Refresh reads this manifest and reconciles it against disk. The manifest is the intent; disk is the reality; refresh reports the drift.

Schema v2 and `:latest` drift detection

When a manifest is loaded as v1 (no embed_model_resolved), the server migrates it in memory — the field stays null until the next embed call supplies a value.

The interesting case: you indexed under nomic-embed-text:latest, Ollama pulled a new latest tag last week, and now your embeddings come from a different model. ollama_corpus_refresh surfaces this as:

{
  "embed_model_resolved_drift": {
    "prior": "nomic-embed-text@sha256:abc123…",
    "current": "nomic-embed-text@sha256:def456…"
  }
}

Report-only in v2.0.x — no forced re-embed. When you see drift, re-run ollama_corpus_index if you want uniform vector space; reused chunks are from the prior model and mixing is OK for BM25 but degrades vector ranking.

Indexing — partial failure by design

ollama_corpus_index does not halt on a single bad file. One unreadable file in 1000 doesn’t abort the pass — instead the report carries:

{
  "chunks_written": 847,
  "paths_indexed": 999,
  "failed_paths": [{ "path": "corpus/root/broken.bin", "reason": "binary blob — not utf8" }]
}

Writes are atomic: the indexer writes <file>.tmp then renames. A crash mid-write leaves the prior corpus intact.

Symlinks are refused up front with SYMLINK_NOT_ALLOWED (lstat check before read) — defends against size-cap bypass + TOCTOU.

Path safety — `INTERN_CORPUS_ALLOWED_ROOTS`

Corpus tools refuse to read outside a caller-declared allow-list:

export INTERN_CORPUS_ALLOWED_ROOTS="/home/you/projects:/srv/docs"

Paths are validated with path.relative (authoritative containment, Windows-safe) plus a pre-normalize .. reject as defence-in-depth. Any source_paths entry outside the allowed roots returns SOURCE_PATH_NOT_FOUND. The env var is read at server start — restart the server after changing it.

Per-corpus lock

A per-corpus file lock wraps index / refresh / answer writes. Two callers racing on the same corpus queue up rather than clobber each other’s manifest. The lock is advisory within a single server process — if you run two MCP servers against the same corpus dir, they compete. Don’t.

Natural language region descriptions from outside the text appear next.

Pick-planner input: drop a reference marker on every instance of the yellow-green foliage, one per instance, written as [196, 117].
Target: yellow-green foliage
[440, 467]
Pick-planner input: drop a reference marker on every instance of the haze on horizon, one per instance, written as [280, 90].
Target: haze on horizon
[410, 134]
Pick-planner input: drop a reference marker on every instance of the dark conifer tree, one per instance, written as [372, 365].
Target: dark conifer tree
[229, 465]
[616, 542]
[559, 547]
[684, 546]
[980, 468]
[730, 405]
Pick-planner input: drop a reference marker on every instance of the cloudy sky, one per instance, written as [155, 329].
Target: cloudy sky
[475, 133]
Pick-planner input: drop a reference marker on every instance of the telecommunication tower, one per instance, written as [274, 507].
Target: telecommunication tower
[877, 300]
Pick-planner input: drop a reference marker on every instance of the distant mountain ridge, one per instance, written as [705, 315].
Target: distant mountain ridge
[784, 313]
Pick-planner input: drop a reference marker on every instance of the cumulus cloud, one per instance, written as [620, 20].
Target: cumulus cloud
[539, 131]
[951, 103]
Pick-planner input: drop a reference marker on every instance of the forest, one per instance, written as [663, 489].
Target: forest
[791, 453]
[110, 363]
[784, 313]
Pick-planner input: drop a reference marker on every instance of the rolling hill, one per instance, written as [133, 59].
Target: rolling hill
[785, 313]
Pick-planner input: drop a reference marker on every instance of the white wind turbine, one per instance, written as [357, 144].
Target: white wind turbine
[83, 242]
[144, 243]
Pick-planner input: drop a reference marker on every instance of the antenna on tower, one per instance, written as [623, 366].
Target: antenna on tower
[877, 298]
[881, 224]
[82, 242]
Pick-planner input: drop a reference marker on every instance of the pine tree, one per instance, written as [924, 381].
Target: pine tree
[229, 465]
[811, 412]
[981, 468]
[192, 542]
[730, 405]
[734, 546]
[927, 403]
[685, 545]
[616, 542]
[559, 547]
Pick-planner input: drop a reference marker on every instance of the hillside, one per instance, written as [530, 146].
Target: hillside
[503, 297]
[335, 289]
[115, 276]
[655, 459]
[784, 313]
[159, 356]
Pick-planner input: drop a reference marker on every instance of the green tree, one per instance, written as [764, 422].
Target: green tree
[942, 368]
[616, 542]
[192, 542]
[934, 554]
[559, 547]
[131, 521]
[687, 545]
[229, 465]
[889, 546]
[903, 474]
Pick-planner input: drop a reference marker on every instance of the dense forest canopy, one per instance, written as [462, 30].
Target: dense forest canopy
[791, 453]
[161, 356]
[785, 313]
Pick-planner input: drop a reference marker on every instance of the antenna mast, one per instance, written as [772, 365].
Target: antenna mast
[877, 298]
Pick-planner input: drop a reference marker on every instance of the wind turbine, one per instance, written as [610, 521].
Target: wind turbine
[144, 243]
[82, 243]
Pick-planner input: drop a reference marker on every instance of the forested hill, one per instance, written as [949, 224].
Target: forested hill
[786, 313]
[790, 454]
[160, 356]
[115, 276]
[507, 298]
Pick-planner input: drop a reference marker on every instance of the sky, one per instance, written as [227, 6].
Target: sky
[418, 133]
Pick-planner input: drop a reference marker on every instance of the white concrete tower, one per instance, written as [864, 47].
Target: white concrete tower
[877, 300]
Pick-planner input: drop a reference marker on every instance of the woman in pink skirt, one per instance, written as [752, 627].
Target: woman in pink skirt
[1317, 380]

Workflow — build, refresh, answer

A full pass from zero to grounded answer:

// 1. Build the corpus from your project roots.
{
  "tool": "ollama_corpus_index",
  "arguments": {
    "name": "sprite-foundry",
    "paths": ["F:/AI/sprite-foundry/src", "F:/AI/sprite-foundry/docs"],
    "embed_model": "nomic-embed-text"
  }
}
// → chunks_written: 1204, paths_indexed: 312, failed_paths: []

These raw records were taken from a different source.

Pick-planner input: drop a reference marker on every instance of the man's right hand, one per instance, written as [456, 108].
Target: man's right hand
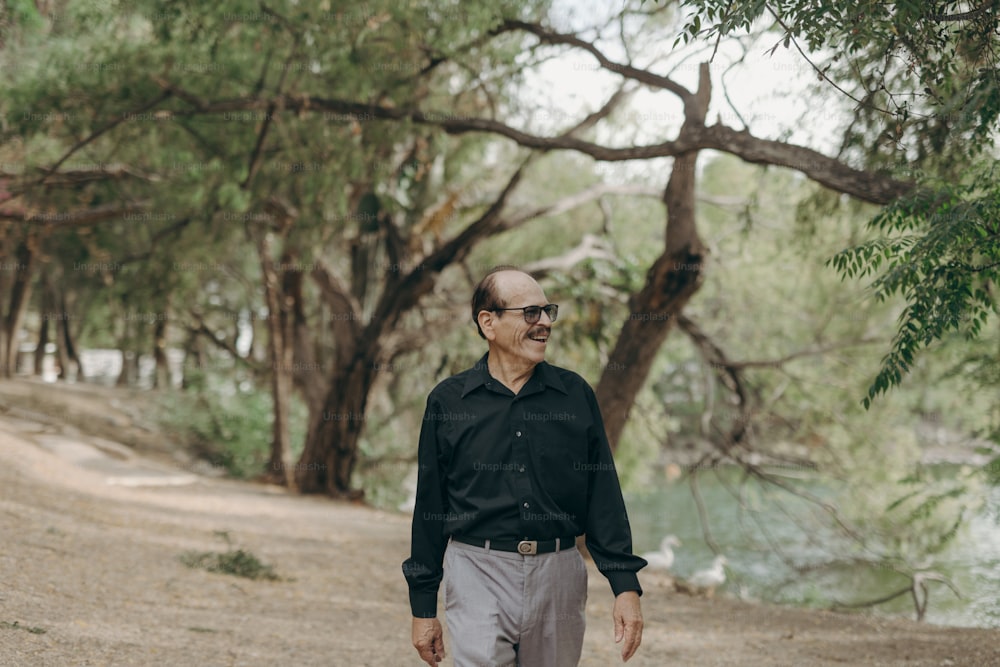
[428, 639]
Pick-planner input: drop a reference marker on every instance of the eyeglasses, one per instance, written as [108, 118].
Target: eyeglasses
[534, 313]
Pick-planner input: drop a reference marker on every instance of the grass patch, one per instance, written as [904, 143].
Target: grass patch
[17, 626]
[236, 562]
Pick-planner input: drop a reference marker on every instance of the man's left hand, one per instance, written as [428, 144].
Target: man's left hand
[628, 622]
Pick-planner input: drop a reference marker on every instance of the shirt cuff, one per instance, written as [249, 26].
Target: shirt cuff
[423, 605]
[622, 582]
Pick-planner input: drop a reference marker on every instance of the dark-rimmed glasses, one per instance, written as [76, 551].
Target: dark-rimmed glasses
[534, 313]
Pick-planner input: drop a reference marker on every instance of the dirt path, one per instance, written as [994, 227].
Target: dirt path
[92, 533]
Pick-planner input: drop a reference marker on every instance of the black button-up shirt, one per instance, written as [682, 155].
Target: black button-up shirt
[530, 466]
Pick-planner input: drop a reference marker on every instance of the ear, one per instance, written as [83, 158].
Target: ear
[485, 320]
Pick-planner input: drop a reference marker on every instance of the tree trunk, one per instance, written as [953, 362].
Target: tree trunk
[161, 375]
[68, 354]
[331, 450]
[20, 294]
[281, 467]
[43, 341]
[670, 283]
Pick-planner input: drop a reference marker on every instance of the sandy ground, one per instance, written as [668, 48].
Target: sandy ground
[92, 534]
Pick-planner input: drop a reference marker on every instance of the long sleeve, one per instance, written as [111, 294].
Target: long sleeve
[608, 535]
[423, 569]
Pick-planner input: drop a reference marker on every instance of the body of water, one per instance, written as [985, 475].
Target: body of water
[776, 556]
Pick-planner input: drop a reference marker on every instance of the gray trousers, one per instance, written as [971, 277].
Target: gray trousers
[508, 610]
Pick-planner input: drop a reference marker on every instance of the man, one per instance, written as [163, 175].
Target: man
[514, 464]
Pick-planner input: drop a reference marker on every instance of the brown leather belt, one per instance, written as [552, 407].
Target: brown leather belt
[523, 547]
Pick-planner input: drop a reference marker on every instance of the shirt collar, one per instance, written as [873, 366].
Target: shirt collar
[544, 376]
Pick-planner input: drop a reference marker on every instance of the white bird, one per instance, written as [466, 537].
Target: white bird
[712, 577]
[664, 558]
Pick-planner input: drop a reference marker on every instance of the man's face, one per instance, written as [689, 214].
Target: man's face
[508, 333]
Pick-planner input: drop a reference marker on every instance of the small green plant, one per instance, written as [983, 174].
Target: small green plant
[17, 626]
[237, 562]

// 2. Later — pick up new / changed files without a full reindex.
{
  "tool": "ollama_corpus_refresh",
  "arguments": { "name": "sprite-foundry", "embed_model": "nomic-embed-text" }
}
// → added: 3, changed: 11, unchanged: 298, deleted: 0, no_op: false

// 3. Ask an evidence-bound question.
{
  "tool": "ollama_corpus_answer",
  "arguments": {
    "name": "sprite-foundry",
    "query": "how does the worker handle the OOM eviction path?",
    "top_k": 8
  }
}
// → { answer: "...", citations: [{chunk_id: "...", path: "src/worker.ts"}, ...], weak: false }

Every claim in answer cites a chunk id. If retrieval comes up empty, the answer is short and weak: true — never a smoothed narrative.

Common gotchas

Refusing to refresh with a different embed model. The manifest pins embed_model; calling refresh with a different one errors. Re-index instead.
Mixed vector spaces. If you see EMBED_DIMENSION_MISMATCH on search, the corpus was built under a different embed model than the one live now. Re-index.
Empty allowed roots. An unset INTERN_CORPUS_ALLOWED_ROOTS means nothing is allowed, not everything. Set it explicitly.
:latest surprise. Ollama updates :latest tags silently. Pin a specific digest in the manifest if you want stable embeddings across weeks.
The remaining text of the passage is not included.